Portal | Level: L2: Operations | Topics: Fleet Operations, Ansible, Bash / Shell Scripting | Domain: DevOps & Tooling
Fleet Operations at Scale - Primer¶
Why This Matters¶
Managing 10 servers is system administration. Managing 1,500 is fleet operations. The techniques are fundamentally different. You can't SSH into 1,500 servers one at a time. You can't review 1,500 sets of logs by hand. Fleet ops is about patterns, automation, observability, and controlled blast radius — it's the discipline of making changes to hundreds or thousands of machines with confidence that nothing breaks.
Core Concepts¶
The Fleet Mindset¶
Individual servers are cattle, not pets. You don't name them after characters, you don't SSH in to tweak configs, and you don't have special procedures for specific machines. Every server in a role should be interchangeable. If it's not, you've got configuration drift — and drift is the enemy.
| Pets | Cattle |
|---|---|
| Unique, hand-configured | Identical, automated |
| Failure is a crisis | Failure is expected |
| Repaired when sick | Replaced when sick |
| Named (db-master-01) | Numbered (db-042) |
Name origin: The "pets vs cattle" metaphor was coined by Bill Baker of Microsoft in a 2012 presentation. Gavin McCance at CERN later popularized it. The idea: pets are irreplaceable and get names, cattle are interchangeable and get numbers. Some teams now add a third category — "chickens" — for ephemeral, short-lived workloads like CI runners and serverless functions that exist for seconds.
Inventory Management¶
Your inventory is the source of truth for what exists, where it is, and what role it plays:
# Simple inventory structure
inventory/
hosts.yaml # All hosts with metadata
groups/
webservers.txt # Host lists by role
databases.txt
switches.txt
locations/
dc1-rack01.txt # Host lists by location
dc1-rack02.txt
# hosts.yaml — structured inventory
hosts:
web-001:
ip: 10.0.1.101
bmc: 10.0.99.101
rack: dc1-r01
role: webserver
os: centos-8
cpu: 32
ram_gb: 128
serial: ABC123
web-002:
ip: 10.0.1.102
bmc: 10.0.99.102
rack: dc1-r01
role: webserver
os: centos-8
cpu: 32
ram_gb: 128
serial: DEF456
Dynamic Inventory¶
Static files don't scale.
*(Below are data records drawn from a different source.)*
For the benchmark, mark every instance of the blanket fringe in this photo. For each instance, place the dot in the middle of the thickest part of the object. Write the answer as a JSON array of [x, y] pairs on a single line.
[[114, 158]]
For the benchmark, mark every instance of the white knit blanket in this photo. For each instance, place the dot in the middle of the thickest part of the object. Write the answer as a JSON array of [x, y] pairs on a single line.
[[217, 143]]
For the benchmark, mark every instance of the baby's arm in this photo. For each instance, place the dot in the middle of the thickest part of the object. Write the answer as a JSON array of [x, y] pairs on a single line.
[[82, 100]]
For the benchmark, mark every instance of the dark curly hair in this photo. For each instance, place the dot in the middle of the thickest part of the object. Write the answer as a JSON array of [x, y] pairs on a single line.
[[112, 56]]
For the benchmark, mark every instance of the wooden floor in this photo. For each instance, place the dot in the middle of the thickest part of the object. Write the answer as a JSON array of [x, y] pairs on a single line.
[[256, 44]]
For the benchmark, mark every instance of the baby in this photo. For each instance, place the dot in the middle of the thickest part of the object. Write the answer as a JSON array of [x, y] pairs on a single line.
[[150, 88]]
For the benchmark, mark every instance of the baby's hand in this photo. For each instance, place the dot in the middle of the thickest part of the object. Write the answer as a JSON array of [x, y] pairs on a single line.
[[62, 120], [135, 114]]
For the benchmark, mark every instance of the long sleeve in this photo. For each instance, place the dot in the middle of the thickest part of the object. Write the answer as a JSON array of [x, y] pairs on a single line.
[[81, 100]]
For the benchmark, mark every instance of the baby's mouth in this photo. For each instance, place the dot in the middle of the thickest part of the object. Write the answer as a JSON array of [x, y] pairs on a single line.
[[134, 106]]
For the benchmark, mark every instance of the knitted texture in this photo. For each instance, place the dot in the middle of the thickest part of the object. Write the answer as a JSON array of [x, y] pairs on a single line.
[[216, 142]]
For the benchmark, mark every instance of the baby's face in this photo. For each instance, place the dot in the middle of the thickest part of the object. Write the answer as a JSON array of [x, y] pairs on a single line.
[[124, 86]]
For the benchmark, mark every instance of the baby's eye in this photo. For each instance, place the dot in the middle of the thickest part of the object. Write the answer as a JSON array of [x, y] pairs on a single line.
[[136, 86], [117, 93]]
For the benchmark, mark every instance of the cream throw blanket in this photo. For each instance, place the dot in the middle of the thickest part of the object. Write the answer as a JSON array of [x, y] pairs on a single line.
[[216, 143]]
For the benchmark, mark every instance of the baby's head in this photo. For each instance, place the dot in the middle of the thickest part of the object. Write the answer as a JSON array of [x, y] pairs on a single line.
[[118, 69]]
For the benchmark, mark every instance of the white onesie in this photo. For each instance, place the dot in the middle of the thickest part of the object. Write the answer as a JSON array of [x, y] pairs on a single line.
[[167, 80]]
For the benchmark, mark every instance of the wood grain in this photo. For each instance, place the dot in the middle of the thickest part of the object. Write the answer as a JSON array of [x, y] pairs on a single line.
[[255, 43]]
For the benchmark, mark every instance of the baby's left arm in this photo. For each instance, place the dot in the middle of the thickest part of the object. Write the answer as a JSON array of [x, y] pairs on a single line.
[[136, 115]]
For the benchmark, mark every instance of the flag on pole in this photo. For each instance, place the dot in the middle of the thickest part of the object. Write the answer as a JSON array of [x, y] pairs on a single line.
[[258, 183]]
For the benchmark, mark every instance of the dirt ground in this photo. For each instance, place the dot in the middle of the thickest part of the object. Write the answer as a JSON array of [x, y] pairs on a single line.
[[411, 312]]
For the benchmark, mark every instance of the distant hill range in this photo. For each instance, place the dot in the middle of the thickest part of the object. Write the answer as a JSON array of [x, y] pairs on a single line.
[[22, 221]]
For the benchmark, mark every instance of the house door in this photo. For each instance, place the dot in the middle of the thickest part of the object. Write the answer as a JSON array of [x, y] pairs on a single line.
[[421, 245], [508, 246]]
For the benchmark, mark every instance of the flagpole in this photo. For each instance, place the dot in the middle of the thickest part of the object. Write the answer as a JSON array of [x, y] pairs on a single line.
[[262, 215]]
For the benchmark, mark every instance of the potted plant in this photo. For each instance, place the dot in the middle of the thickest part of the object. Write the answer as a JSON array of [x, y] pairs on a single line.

Generate inventory from your CMDB, cloud APIs, or Kubernetes:
#!/usr/bin/env bash
# Dynamic inventory from CMDB API
curl -sf https://cmdb.internal/api/hosts \
-H "Authorization: Bearer ${CMDB_TOKEN}" \
| jq -r '.[] | select(.status == "active") | .hostname' \
| sort
Parallel Execution¶
The Problem with Serial Execution¶
# This takes 2.5 hours for 1,500 hosts at 6 seconds each
for host in "${HOSTS[@]}"; do
ssh "${host}" 'uptime'
done
Gotcha: The serial loop
for host in $HOSTS; do ssh $host; doneis not just slow — it is also fragile. If one host hangs (e.g., SSH timeout on a dead machine), the entire loop stalls. Parallel tools like GNU Parallel, xargs -P, or Ansible forks handle timeouts per-host without blocking the rest.
Ansible Forks¶
# Run against 50 hosts simultaneously
ansible webservers -f 50 -m command -a 'uptime'
# Serial percentage for rolling updates
# In playbook:
# - hosts: webservers
# serial: "10%" # 10% of fleet at a time
# max_fail_percentage: 5
GNU Parallel¶
# Run a command across all hosts, 20 at a time
cat hosts.txt | parallel -j 20 --tag 'ssh {} uptime'
# With timeout and results logging
cat hosts.txt | parallel -j 20 --tag --timeout 30 \
--results /tmp/fleet-results/ \
'ssh -o ConnectTimeout=5 {} "uptime; df -h / | tail -1"'
xargs for Simple Cases¶
# Ping sweep — 50 concurrent
cat hosts.txt | xargs -P 50 -I{} sh -c 'ssh -o ConnectTimeout=5 {} uptime 2>/dev/null && echo "{}: OK" || echo "{}: FAIL"'
Rolling Operations¶
Never change the entire fleet at once. Rolling operations limit blast radius:
Fleet: 1,500 servers
├── Canary batch: 1 server (0.07%)
│ └── Wait 30 min, validate
├── First batch: 15 servers (1%)
│ └── Wait 15 min, validate
├── Second batch: 150 servers (10%)
│ └── Wait 10 min, validate
└── Remaining: ~1,334 servers
└── Batches of 150, 5 min gaps
Ansible Rolling Strategy¶
- hosts: webservers
serial:
- 1 # Canary
- "5%" # Small batch
- "25%" # Larger batches
max_fail_percentage: 2 # Abort if >2% fail
pre_tasks:
- name: Pull from load balancer
command: /opt/scripts/lb-drain.sh {{ inventory_hostname }}
tasks:
- name: Apply update
yum:
name: myapp
state: latest
notify: restart myapp
post_tasks:
- name: Validate health
uri:
url: "http://{{ inventory_hostname }}:8080/health"
status_code: 200
retries: 5
delay: 10
- name: Re-add to load balancer
command: /opt/scripts/lb-add.sh {{ inventory_hostname }}
Fleet Observability¶
Aggregate Health Checks¶
#!/usr/bin/env bash
# Fleet health dashboard — run every 5 minutes via cron
set -euo pipefail
declare -A SUMMARY=([ok]=0 [warn]=0 [crit]=0 [unreachable]=0)
check_host() {
local host=$1
local status
if ! ssh -o ConnectTimeout=5 "${host}" 'true' 2>/dev/null; then
echo "${host}|unreachable"
return
fi
# Collect metrics
local output
output=$(ssh -o ConnectTimeout=10 "${host}" '
load=$(cat /proc/loadavg | cut -d" " -f1)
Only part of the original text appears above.